Study participants were given a 10-day course of caffeine with cold brew coffee, and their kidney function was evaluated before and after starting the coffee regimen.

“In a small cohort of 10 adolescents with type 1 diabetes, we evaluated the effects of a single cold brew coffee once daily for 10 days on kidney function,” Tommerdahl says. “We looked at gold standard measures of renal function and then evaluated how they changed over the 10-day course of treatment. We found no change in renal function statistics over the course of the study, but the study itself was well tolerated from an adolescent perspective. Future directions include studying a larger cohort of individuals and incorporating a longer duration of treatment.”

Next steps in the research

Both studies demonstrate the need to further evaluate the effects of coffee on the kidneys and compare it to other beverages that contain and do not contain caffeine. Tommerdahl and her fellow researchers are hopeful, as coffee has previously been shown to lower the incidence of chronic kidney disease.

“The optimal next step would be to give individuals different types of coffee substances, while controlling directly for coffee type and amount of caffeine, and comparing people who don’t have the same exposure with renal function assessments,” Tommerdahl says. “We would also like to check how the coffee was brewed – was it brewed cold? Was it hot coffee? All those characteristics influence how the coffee is metabolized and how it exerts its effects in the body.

Another option, Tommerdahl says, is to isolate caffeine and study its effects purely from the chemical, without the water and biological compounds associated with drinking a cup of java.

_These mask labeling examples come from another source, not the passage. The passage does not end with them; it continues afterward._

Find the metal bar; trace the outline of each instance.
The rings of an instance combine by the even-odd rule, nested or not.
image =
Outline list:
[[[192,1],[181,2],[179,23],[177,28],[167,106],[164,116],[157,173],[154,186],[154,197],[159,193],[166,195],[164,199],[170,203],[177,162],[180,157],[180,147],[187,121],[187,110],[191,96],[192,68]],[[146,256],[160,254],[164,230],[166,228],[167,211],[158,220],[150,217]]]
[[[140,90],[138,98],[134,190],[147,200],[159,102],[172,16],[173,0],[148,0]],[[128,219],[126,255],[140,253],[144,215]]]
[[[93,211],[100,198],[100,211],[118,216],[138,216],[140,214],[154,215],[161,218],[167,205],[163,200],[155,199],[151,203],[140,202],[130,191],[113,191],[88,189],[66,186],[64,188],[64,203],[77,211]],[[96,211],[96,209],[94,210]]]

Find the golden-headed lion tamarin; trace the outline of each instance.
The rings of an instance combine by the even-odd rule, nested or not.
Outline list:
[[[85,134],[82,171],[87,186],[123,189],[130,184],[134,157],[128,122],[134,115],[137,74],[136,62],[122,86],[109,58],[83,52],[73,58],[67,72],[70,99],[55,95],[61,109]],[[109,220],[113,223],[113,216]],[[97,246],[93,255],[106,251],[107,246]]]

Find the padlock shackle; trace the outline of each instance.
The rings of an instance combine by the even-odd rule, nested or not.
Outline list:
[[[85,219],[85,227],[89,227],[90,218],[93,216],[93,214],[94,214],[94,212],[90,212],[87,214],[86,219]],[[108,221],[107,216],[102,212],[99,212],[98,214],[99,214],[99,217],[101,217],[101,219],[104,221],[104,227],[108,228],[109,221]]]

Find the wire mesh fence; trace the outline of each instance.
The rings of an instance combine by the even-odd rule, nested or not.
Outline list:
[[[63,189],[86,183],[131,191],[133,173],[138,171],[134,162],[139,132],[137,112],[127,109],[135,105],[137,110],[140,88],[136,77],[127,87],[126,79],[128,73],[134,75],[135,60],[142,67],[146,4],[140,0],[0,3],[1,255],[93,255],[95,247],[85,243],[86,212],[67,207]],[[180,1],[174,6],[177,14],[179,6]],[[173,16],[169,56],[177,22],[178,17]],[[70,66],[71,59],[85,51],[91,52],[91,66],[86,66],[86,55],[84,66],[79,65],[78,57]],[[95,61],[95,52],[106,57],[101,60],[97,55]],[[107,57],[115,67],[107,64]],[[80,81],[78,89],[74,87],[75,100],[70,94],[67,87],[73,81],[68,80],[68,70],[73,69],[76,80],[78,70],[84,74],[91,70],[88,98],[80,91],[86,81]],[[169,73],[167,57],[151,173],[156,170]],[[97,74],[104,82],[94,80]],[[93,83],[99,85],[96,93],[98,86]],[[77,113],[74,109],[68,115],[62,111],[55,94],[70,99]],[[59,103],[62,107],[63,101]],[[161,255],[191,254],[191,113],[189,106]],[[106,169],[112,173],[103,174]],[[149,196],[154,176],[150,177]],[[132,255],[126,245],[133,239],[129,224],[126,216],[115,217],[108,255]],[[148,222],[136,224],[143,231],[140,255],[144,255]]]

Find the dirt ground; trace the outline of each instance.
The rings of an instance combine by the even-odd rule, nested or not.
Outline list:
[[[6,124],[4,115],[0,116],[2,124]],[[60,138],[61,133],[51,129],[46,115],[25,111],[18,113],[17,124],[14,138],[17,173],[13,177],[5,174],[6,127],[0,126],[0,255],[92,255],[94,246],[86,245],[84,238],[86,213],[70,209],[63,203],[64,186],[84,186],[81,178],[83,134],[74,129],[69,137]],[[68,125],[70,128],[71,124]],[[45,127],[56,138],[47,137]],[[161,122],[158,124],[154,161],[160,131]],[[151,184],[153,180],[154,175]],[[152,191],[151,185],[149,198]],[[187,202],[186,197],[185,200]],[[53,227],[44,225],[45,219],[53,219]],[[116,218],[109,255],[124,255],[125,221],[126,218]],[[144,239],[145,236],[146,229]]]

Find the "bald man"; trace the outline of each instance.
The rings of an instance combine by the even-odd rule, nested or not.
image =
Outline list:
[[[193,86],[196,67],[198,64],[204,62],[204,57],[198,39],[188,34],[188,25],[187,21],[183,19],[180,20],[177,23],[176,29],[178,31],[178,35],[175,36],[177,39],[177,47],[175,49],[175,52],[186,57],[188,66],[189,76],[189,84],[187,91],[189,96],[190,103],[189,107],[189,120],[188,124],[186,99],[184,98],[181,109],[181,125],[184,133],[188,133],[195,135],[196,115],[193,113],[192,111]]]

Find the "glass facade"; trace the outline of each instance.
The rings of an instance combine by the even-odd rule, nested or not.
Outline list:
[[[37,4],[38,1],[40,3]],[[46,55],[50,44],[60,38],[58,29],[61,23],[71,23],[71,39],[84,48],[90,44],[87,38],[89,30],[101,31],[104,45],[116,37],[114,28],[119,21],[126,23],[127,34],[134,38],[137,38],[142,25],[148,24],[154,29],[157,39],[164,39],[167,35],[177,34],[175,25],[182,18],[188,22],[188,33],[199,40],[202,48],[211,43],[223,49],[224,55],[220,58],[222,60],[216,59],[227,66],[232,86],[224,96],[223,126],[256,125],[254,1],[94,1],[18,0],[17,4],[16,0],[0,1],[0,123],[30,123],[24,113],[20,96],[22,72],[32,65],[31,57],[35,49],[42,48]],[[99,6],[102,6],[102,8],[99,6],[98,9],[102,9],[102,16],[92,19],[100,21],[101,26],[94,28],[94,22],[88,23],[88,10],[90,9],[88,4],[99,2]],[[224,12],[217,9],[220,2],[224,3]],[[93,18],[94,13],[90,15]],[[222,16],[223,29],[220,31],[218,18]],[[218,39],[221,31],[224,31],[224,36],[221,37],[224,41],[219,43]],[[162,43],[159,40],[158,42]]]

“We are considering a future study that involves administering caffeine with pre- and post-exposure MRIs of the kidneys and kidney function tests to see how the kidney responds directly to caffeine,” she says.

Help for Pediatric Patients

All the positive results of coffee on kidney function are useful in pediatrics, where health care providers are always looking for ways to prevent long-term kidney disease in children, especially those with diabetes.

“Our studies have shown that even children who are quite early in their diagnosis of diabetes and who are healthy still see changes in their cardiovascular and kidney function,” says Tommerdahl. “Anything we can do to help them improve their long-term health outcomes could be really valuable.”

“In addition, many young people today regularly drink coffee, energy drinks and tea, all of which contain caffeine, so it will be important to better understand how that affects their long-term health,” she continues. “Coffee is the most consumed beverage worldwide, so a better understanding of its effects on our kidneys and cardiovascular systems will be beneficial.”